McCarthy’s performance as Megan was over the top, balls out comedy gold, taking the film in a new direction but never taking the spotlight away from the more serious and heartfelt aspects of the movie. McCarthy showed movie audiences what TV audiences had known for years – that she had impeccable comedic timing and wasn’t afraid to shock.
And at the same time McCarthy was doing something even bigger - as Melissa Silverstein at Women And Hollywood said, “The thing about McCarthy is that she is fat, and fat women never have fun in films. They might laugh but always when people are laughing at them. They are always the sad sacks waiting on the side watching the main characters and their happy lives. They also butched her up so that you would go right to the lesbian stereotype. They hit a lot of stereotypes but put a great spin on them … [McCarthy] shows a woman who is fun and sexual and raunchy and real and ready to beat the crap out of you on a moment’s notice.”
When the film was released in the summer of 2011, audiences and critics alike fell for the film, and for McCarthy in particular. As summer turned to fall, and talk turned to awards season, McCarthy’s name began to pop up. It was the Boston Society of Film Critics and then the New York Film Critics who were gutsy enough to nominate her for Best Supporting Actress first. McCarthy went on to win both. Then the Broadcast Film Critics nominated her too and it began to snowball. Chicago Film Critics Association, Online Film Critics Association, Screen Actors Guild, BAFTA … and then the announcement from Academy president Tom Sherak in January.
For McCarthy, breaking out in “Bridesmaids” has already reached beyond Oscar – Jason Bateman rewrote his script for “ID Theft” in order to cast McCarthy in the lead, Universal plan to cast McCarthy alongside Jon Hamm in “an unconventional love story” from Judd Apatow and Fieg, and they have also greenlit a comedy co-scripted by McCarthy, about a group of friends who decide to steal the Stanley Cup after one woman’s husband falls ill.

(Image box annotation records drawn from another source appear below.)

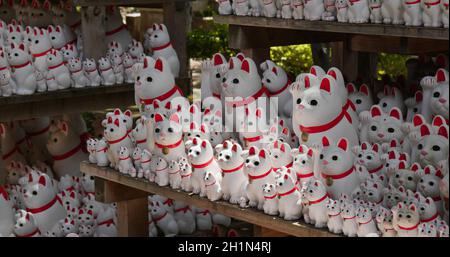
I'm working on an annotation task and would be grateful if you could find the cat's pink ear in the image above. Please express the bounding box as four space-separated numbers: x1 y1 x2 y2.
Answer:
170 113 180 124
338 137 348 151
241 60 250 73
389 107 402 120
420 124 431 137
438 126 448 139
346 83 356 94
155 113 164 123
359 84 369 96
155 58 163 72
322 137 330 147
320 78 331 93
370 105 382 118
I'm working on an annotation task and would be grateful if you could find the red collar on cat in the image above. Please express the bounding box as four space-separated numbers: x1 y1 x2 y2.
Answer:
423 0 441 8
321 166 355 179
278 186 298 197
191 157 214 169
11 61 31 69
2 145 19 160
97 219 115 227
369 164 384 174
405 0 420 5
308 193 328 205
152 41 172 52
269 79 292 97
153 212 167 222
33 48 52 57
300 104 352 134
155 139 183 149
139 85 183 105
27 125 50 137
420 212 439 223
222 163 244 173
248 168 273 180
108 132 129 145
358 218 372 225
297 172 314 179
243 135 263 142
27 195 62 214
52 143 81 161
48 62 64 70
226 86 269 107
17 228 41 237
173 205 191 213
105 24 127 36
398 222 420 230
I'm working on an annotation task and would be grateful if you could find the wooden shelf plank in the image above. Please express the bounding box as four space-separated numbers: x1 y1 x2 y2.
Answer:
81 162 338 237
214 15 449 41
0 84 134 121
74 0 194 6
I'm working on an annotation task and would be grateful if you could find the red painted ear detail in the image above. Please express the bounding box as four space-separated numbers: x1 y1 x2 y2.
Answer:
370 105 382 118
241 60 250 73
438 126 448 139
155 58 163 72
322 137 330 146
320 78 331 93
359 84 369 96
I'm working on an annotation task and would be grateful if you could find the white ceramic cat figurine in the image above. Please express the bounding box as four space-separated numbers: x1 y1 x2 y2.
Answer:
7 43 36 95
336 0 348 22
118 146 136 177
381 0 404 25
95 138 109 167
216 0 233 15
392 203 420 237
326 199 343 234
347 0 370 23
441 0 449 28
98 57 116 86
403 0 422 26
421 0 442 28
188 138 222 197
68 57 90 88
215 140 247 204
149 201 179 237
275 167 302 220
83 59 102 87
243 146 275 210
23 175 66 233
47 121 88 177
305 179 329 228
46 49 72 89
369 0 383 24
303 0 325 21
319 137 359 199
150 24 180 77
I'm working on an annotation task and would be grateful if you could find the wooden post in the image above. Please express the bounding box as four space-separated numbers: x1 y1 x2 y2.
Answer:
81 6 106 60
117 197 148 237
163 1 192 94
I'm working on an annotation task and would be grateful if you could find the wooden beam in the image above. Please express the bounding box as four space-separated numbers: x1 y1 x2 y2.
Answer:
0 84 134 121
163 1 192 94
81 6 106 60
214 15 449 41
350 36 448 55
80 162 339 237
228 25 346 49
117 197 148 237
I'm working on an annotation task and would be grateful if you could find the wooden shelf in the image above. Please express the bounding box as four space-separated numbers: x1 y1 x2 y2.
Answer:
74 0 194 6
81 162 339 237
0 84 134 121
214 15 449 41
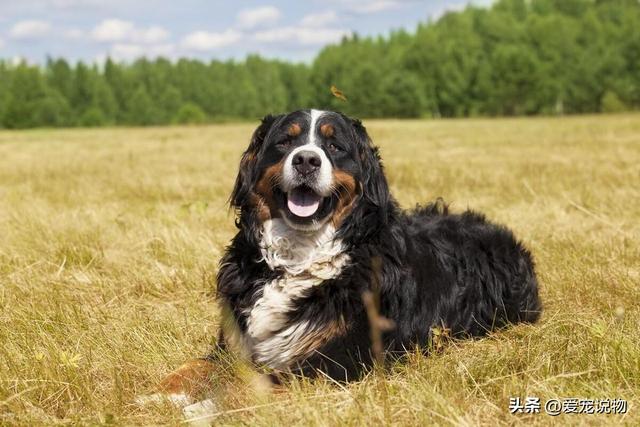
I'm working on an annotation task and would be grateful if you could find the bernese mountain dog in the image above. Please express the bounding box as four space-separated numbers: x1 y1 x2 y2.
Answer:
152 110 541 399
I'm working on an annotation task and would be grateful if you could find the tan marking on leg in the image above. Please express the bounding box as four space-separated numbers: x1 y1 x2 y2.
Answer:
158 360 215 397
291 317 347 360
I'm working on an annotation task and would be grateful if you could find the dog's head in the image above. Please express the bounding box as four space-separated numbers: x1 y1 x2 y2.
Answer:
231 110 391 237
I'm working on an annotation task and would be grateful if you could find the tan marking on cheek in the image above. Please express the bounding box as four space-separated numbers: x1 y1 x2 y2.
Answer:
320 123 334 138
287 123 302 136
331 170 358 228
251 159 284 222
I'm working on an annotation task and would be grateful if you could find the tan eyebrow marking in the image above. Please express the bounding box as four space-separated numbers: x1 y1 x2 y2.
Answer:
287 123 302 136
320 123 334 138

And she’s not done with TV either: CBS has already bought a pilot script from her.
In the early days of the Academy Awards comedy was regularly featured, but it peaked in the 1930s in the era of screwball comedies. “The Artist” may be on track to sweep the Awards, but this year could be the year that comedy ends up back on the winners list, with Melissa McCarthy leading the way.